Buying an existing business can be an effective way to skip the start-up stage and hit the ground running as your own boss.
Once you've found a business you’re interested in, it’s important to check its financial health thoroughly. Completing this checklist can help you get a clearer picture of your potential business’ prospects.
1. Financial statements
- Review balance sheets, profit and loss statements, annual reports and any cash-flow statements for at least the past three years. You can do this with your accountant.
- If the statements aren't audited, you'll need to verify the numbers against independent evidence, such as sales records, invoices, bank statements and loan documents.
Questions to ask
- Are there new or increased costs you should anticipate?
- Are there any cash flow or debtor problems?
If the current owner isn’t willing to provide these details, it’s important to know why.

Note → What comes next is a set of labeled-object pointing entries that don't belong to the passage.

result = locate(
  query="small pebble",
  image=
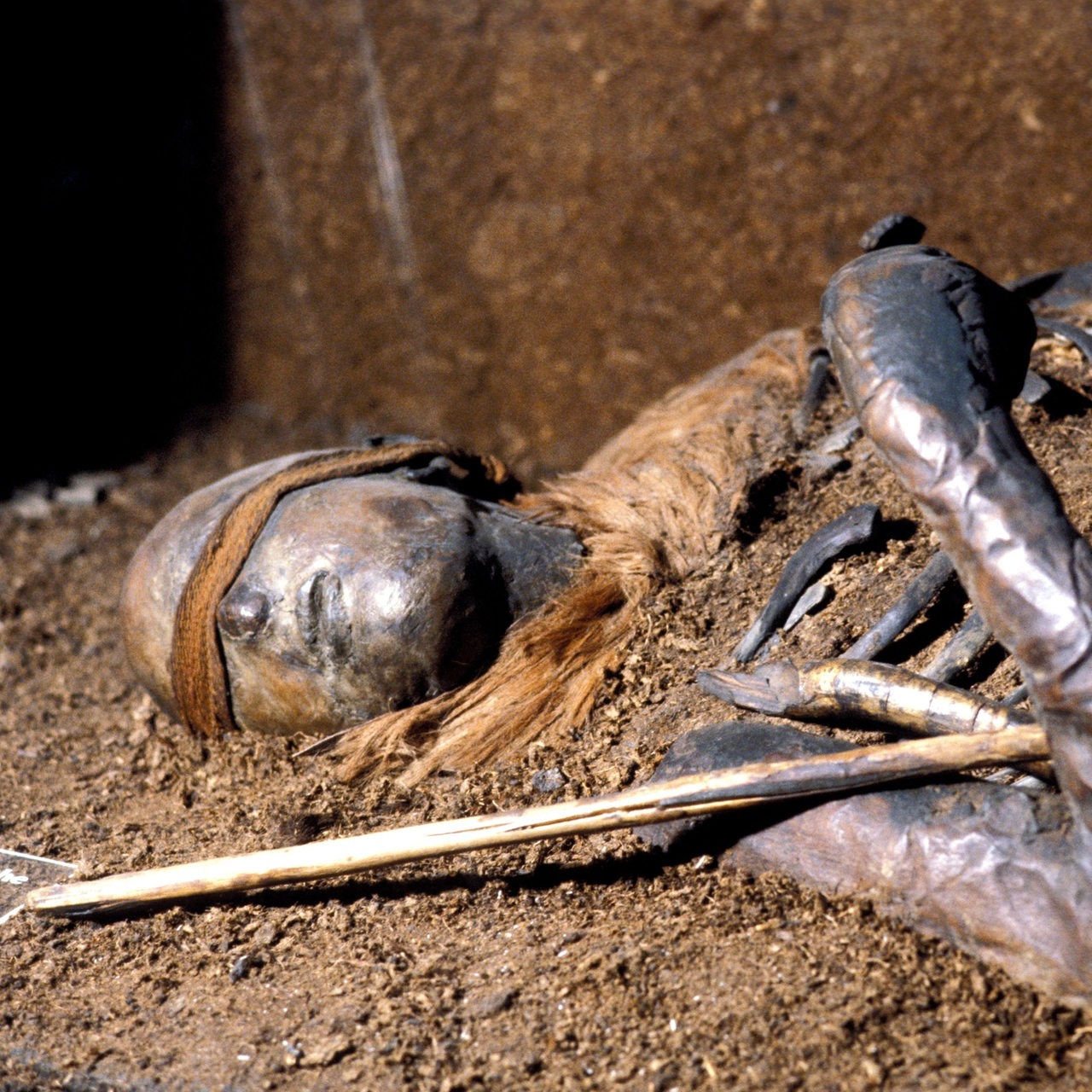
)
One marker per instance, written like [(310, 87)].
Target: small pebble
[(547, 781)]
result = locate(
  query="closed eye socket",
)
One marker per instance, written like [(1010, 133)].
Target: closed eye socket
[(322, 619), (244, 613)]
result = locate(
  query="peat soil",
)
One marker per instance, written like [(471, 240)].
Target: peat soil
[(579, 964)]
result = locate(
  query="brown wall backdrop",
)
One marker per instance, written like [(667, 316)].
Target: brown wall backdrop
[(608, 197)]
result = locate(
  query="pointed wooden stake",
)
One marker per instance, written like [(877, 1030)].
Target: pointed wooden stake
[(682, 798)]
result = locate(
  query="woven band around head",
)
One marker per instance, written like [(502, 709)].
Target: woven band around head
[(198, 669)]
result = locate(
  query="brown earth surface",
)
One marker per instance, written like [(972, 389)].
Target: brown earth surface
[(562, 291)]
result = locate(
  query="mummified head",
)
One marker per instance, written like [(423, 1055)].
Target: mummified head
[(359, 595)]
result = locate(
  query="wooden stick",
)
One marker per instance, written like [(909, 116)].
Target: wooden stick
[(682, 798)]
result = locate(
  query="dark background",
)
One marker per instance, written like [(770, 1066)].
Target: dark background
[(603, 199)]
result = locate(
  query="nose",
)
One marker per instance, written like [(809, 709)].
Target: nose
[(244, 613)]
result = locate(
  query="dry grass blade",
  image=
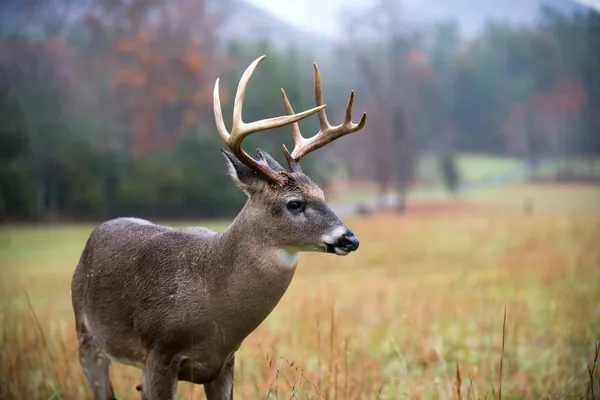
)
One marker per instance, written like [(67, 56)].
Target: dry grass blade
[(458, 382), (502, 356), (471, 388), (591, 370)]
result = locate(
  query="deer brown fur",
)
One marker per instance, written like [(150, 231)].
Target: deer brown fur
[(178, 303)]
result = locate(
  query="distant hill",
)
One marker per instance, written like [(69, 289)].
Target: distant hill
[(473, 14), (248, 21)]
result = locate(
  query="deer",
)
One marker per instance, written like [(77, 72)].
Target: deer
[(177, 303)]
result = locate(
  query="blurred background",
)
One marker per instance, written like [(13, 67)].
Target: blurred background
[(474, 187), (106, 106)]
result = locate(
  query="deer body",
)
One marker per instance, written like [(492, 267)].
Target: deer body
[(178, 303)]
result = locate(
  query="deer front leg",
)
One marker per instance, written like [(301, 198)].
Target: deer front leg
[(159, 381), (222, 387)]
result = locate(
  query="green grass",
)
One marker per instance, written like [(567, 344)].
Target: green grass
[(472, 167)]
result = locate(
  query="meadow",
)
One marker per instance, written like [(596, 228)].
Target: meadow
[(432, 306)]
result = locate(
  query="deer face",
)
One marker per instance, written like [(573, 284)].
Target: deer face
[(287, 207), (293, 216)]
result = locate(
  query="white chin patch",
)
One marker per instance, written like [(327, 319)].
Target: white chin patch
[(288, 259), (332, 237), (340, 252)]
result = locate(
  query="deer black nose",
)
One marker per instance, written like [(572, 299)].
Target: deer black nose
[(348, 242)]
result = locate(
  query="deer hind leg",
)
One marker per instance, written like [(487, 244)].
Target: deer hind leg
[(160, 377), (143, 387), (95, 365), (222, 387)]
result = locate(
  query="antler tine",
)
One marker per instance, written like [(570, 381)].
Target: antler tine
[(327, 133), (240, 130)]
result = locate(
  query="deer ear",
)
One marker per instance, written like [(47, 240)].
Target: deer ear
[(244, 177)]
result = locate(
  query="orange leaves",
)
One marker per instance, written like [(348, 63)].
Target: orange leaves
[(166, 92), (127, 46), (130, 77), (194, 62)]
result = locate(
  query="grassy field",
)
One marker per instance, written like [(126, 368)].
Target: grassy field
[(417, 312)]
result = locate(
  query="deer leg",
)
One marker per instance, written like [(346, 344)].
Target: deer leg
[(143, 387), (160, 381), (222, 387), (95, 364)]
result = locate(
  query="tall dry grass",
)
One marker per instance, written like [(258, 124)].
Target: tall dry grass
[(468, 307)]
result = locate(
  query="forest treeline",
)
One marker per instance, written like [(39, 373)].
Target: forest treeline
[(108, 110)]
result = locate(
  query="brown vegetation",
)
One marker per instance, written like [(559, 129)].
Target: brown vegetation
[(417, 312)]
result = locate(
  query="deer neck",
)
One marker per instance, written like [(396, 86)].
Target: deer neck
[(246, 248), (256, 274)]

You may be able to work with a business broker or agent to get the necessary details.
2. Tax records
- Check income tax returns for the previous three years
- Check business activity statements (BAS) and reconcile the taxable income and profits with the business’ financial statements
- Check payroll tax records (if applicable). The PAYG (pay-as-you-go income tax), GST and other tax obligations, such as payroll tax, should all be up to date.
- Check stamp duty records (if applicable). Will the purchase of the business be GST-free and approximately how much stamp duty will you have to pay?
No matter how good you are at numbers, you'll probably want an accountant to go over these details with you, so you can be sure nothing is missing.
It’s essential to make sure that the assets listed in the books match what exists within the business and that value isn’t being overestimated.
- Ask for an asset list and check off physical items against it
- Do a stocktake to assess the inventory on hand and its value
- Inspect and verify that all plant, equipment, fixtures and fittings are in good working order
- Check assets are insured until settlement of purchase
- If assets are leased, get copies of the leases
- If inventory has been sitting in the business for a long time, ask why. It could prove difficult to shift down the line if customers aren’t interested.
- If you don’t understand how an asset works, ask the owner or someone else who may have experience with it.
4. Customers and suppliers
- Get a list or database of key customers
- Check sales contracts to see what future business is guaranteed
- Check if any major contracts are about to expire
- Get details of suppliers and find out what the conditions of trade may be
- If possible, get feedback from customers and suppliers on the business.
5. Reason behind sale
Investigate the reasons for the sale and try to understand what the current owner’s motives may be by asking:
- How long has the owner operated the business?
- How long has it been on the market?
- How many offers have been made?
- What's the owner planning to do next?
You want to know whether the business is being badly managed or if the owner is offloading it because it isn’t making enough money. It’s a good idea to speak to customers, suppliers and competitors for information about the business and its problems.
6. Legal rights and obligations
- Review government regulations that apply to the business to ensure it has the relevant permits and licences it needs to operate
- Check if any worker entitlements need to be made, including leave entitlements or compulsory superannuation
- Check whether workers' compensation premiums are up to date
- Check if intellectual property is protected through licences, patents, trademarks and registrations and if these rights will be passed on with the sale
- Check the lease and any agreements binding the business and ask for copies. Questions to ask about the lease: Is there a right to renew on the lease and can you exercise that option? If there isn’t a right to renew, could you find another suitable location?
- Check the Australian Securities and Investments Commission (ASIC) website for company details
- Contact your state or territory consumer affairs agency for a record of any unscrupulous trading
- Check the Australasian Legal Information Institute website to see if the current business owner has ever been taken to court
- Ensure the vendor puts all agreements in writing and keep your copies of correspondence and statements.
You can get some of this information from industry associations, government departments and the Australian Bureau of Statistics, or seek specialist advice from industry bodies, consultants and business brokers.
- Investigate your prospective competitors. Look at their growth, strengths, weaknesses and threat to you. If you can, get the data to compare their profitability, earnings, prices and costs.
- List any potential threats. You can check with local council to see if new competitors are planning to start up.
- Research industry trends. Is the sector growing or slowing? What are the profit margins?
- Consider economic factors. If the economy slows down, how will this affect your business?